3. The intraocular injection assembly according to claim 2, wherein, The Luer connector conical channel (110) and the transition channel (120) are smoothly connected. From the first end of the injection needle (200) to the second end of the injection needle (200), the first end of the injection needle (200) is provided with a guide surface that is inclined towards the axis of the injection needle (200). The guide surface is smoothly connected to the inner wall of the first injection channel.
4. The intraocular injection assembly according to claim 3, wherein, From the first end of the injection needle hub (100) to the second end of the injection needle hub (100), the inner diameter of the first connecting channel (130) gradually decreases, and the transition channel (120) is smoothly connected to the first connecting channel (130). After the injection needle (200) is inserted into the injection needle seat (100), the outer wall of the first end of the injection needle (200) is press-fitted with the inner wall of the first connecting channel (130), and the end face of the first end of the injection needle (200) is set as the guide surface.
5. The intraocular injection assembly according to claim 3, wherein, An abutment step (101) is provided between the transition channel (120) and the first connecting channel (130). The first end of the injection needle (200) is provided with an abutment flange (201) that can abut against the abutment step (101). The end face of the abutment flange (201) facing away from the standard injection channel (220) is set as the guide surface.
6. The intraocular injection assembly according to claim 5, wherein, A sealing groove (102) is provided on one of the abutting step (101) and the abutting flange (201) near the end face of the abutting step (101), and a sealing rail (202) is provided on the other. The sealing groove (102) and the sealing rail (202) both extend in a ring shape along the circumference of the injection needle seat (100). When the abutting flange (201) abuts against the abutting step (101), the sealing rail (202) is engaged in the sealing groove (102). And / or, when the abutting flange (201) abuts against the abutting step (101), a sealing ring (310) is provided between the abutting step (101) and the abutting flange (201).

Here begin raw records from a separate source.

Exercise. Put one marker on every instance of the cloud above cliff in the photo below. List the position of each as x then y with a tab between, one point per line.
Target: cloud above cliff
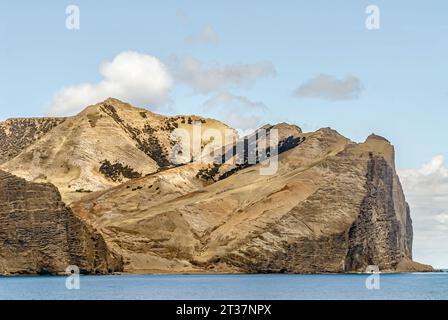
208	78
426	190
237	111
330	88
131	76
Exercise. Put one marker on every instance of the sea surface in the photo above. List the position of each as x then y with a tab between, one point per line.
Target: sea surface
174	287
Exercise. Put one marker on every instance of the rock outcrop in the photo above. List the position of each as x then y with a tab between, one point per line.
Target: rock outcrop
17	134
333	206
103	146
40	235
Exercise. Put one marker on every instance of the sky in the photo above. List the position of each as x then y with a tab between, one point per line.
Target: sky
312	63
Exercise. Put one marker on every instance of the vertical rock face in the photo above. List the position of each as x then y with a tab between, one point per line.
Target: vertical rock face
17	134
40	235
332	206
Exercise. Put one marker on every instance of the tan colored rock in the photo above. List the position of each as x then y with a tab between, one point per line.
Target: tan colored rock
40	235
17	134
333	206
101	147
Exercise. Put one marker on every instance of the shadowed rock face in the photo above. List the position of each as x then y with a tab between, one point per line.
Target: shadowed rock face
333	206
72	155
40	235
17	134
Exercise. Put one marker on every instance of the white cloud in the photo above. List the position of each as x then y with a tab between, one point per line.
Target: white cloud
229	100
205	79
237	111
330	88
206	36
426	190
133	77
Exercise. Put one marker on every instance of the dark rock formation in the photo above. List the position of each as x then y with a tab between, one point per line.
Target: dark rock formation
40	235
17	134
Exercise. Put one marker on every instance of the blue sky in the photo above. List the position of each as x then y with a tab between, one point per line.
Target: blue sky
402	66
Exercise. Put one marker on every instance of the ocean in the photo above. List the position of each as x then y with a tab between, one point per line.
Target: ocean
232	287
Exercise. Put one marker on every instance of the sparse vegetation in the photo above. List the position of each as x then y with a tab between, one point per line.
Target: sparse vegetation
208	174
83	191
117	171
143	115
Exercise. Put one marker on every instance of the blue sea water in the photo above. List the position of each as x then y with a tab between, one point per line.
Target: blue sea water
174	287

7. The intraocular injection assembly according to claim 5, wherein, One of the abutting step (101) and the abutting flange (201) is provided with a limiting groove, and the other is provided with a corresponding limiting block (203). When the injection needle (200) is inserted into the injection needle seat (100), the limiting block (203) is limited and engaged with the limiting groove.
8. The intraocular injection assembly according to claim 2, wherein, The outer wall of the first end of the injection needle (200) is bonded to the inner wall of the first connecting channel (130).
9. The intraocular injection assembly according to claim 2, wherein, The injection needle (200) and the injection needle seat (100) are integrally formed.
10. The intraocular injection assembly according to any one of claims 1-9 further includes an injection needle cap (400), the injection needle cap (400) being detachably fitted onto the injection needle hub (100).